Study the Core, lab the Core until your fingers bleed. Get your Core down to at least 3 hours or less. InternetwokExpert WB3 labs are awesome for this, I got those down to 2 hours or less, some of the hard ones took 2 1/2 hours. Speed and time management was huge for me. I probably put in about 500 hours of harcore lab time the last 4 months. I initially started InternetworkExperts WB2 doing labs in like 10 hours, learning and understanding the theory behind things. They were tough at first, but I constantly would go back and reread the DOCCD and reference all my books, I have ton of books. I watched their technologies COD 2 1/2 times in it’s entirety. It took a lot of coffee and doing it hands on with them to stay awake. Brian Dennis’s jokes couldn’t even keep me up anymore after the first go around. ;) After a few months I started completing their labs in entirety in about 4 hours. Once this happened, I would do them and then look up everything in the DOCCD, no matter if I knew it or not. This was my DOCCD familiarization stage. I actually picked that up from Scott Morris from somewhere I believe. Here it comes, you’ve heard it before, and you’re going to hear it again….

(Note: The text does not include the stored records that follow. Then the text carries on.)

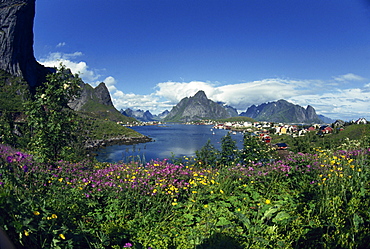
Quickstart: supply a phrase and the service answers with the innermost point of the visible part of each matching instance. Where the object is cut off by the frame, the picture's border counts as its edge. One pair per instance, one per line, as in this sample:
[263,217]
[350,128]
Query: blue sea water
[168,140]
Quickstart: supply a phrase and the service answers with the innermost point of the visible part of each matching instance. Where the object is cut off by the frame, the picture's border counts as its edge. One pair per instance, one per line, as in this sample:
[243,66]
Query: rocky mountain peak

KNOW YOUR DOCCD.. I guarantee you will get something in the lab that you haven’t seen before. This is where speed on the CORE was essential for me. By lunch I had completed the lab once over , ran my TCL script, and was feeling a little uneasy still, but I had the meat done. I’m a paranoid guy, you can ask others. The only thing left was verification and digging in the DOCCD for those few things I didn’t know. I verified twice and each time I found one small mistake that would have cost me 2 or 3 points each. Oh and by the way, I still don’t know the answer to one of them weird questions, even now that I’m home and I have google, so here it comes, here it comes again, KNOW YOUR DOCCD. My last suggestion is make sure you know theory very well in the CORE IGP, well everything you learn really, but especially your CORE. you’ve heard time and time again Switching, FR, and IGP probably will be half your points. If you understand the mechanics and how things work, no matter what scenario you get you can work through it. If you memorize the vendor WBs, it won’t help in the real lab.

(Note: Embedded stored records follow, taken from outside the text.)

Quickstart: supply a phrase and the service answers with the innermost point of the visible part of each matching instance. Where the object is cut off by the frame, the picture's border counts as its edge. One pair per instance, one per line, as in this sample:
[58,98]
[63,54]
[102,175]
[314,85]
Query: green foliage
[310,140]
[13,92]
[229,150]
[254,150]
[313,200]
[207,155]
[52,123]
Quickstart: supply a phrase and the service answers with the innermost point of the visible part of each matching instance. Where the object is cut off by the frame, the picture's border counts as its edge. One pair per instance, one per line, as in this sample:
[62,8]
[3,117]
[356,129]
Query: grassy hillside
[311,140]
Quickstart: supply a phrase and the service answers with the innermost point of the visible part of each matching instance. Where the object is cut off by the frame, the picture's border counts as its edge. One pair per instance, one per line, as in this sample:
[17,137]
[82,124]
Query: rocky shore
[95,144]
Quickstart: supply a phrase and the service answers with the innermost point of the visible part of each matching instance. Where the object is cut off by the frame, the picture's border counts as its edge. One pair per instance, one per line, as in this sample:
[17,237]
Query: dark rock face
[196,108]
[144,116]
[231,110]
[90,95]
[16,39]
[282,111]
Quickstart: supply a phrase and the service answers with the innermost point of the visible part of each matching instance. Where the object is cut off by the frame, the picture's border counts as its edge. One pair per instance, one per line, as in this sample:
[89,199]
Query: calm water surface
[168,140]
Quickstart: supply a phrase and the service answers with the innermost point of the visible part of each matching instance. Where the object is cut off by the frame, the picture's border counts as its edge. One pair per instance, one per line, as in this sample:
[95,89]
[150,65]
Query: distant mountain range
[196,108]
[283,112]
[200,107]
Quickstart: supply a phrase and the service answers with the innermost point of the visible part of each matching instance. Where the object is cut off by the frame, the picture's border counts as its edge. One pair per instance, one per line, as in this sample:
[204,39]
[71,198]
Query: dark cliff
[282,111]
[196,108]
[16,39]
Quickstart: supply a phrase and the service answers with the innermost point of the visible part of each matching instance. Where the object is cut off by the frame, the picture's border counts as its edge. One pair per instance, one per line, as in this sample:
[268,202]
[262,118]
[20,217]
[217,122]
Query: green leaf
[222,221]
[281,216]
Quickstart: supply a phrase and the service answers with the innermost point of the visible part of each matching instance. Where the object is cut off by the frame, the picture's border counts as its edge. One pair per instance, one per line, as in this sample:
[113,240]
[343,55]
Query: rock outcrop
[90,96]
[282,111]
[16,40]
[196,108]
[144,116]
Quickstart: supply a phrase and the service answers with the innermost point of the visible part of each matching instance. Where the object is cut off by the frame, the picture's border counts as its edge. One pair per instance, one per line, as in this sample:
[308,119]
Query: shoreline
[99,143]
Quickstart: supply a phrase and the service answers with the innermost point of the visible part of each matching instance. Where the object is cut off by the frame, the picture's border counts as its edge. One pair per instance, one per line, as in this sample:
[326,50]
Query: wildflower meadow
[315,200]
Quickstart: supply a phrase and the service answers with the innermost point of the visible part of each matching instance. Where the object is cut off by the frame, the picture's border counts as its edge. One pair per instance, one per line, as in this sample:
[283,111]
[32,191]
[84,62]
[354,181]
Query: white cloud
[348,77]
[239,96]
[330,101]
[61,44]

So I guess I should recognize people and materials that have helped me. First off, my wife and GOD. If I don’t mention her first, she might kill me and probably the same about GOD… O_o Next, InternetworkExperts ver 4 WBs and their Technology COD. I have the Brians’ voices engrained into my head. Brian Dennis, Josh Finke and crew from InternetworkExpert were nice enough to hook me up in the last hours. Also, IPExperts audio CD with Scott Morris. I bought their WB package, but I only used the audio portion. I thought it was very good and I probably listened to it about 5 times in it’s entirety driving to and from work everyday. It was just an extra tool to feed my brain the knowledge it needed.

I already have the materials from InternetworkExpert for the SP track and will hit that at work starting this morning since this is what I do at work everyday and my boss will let me study while I lab it up on our 7604s. :) MMM Knowledge, I think these guys at work turned me into an animal. Watch your back Petr, I’m coming for your CCIEs and I’ll probably pass up Brian Mcgahan in 6 months because he’s a slacker. j/k man. ;)

Good luck to all other CCIE candidates and I hope this email helps.

regards,

Dale

P.S. Don’t unicast me for any NDA crap either, I’ll turn your ass into Cisco.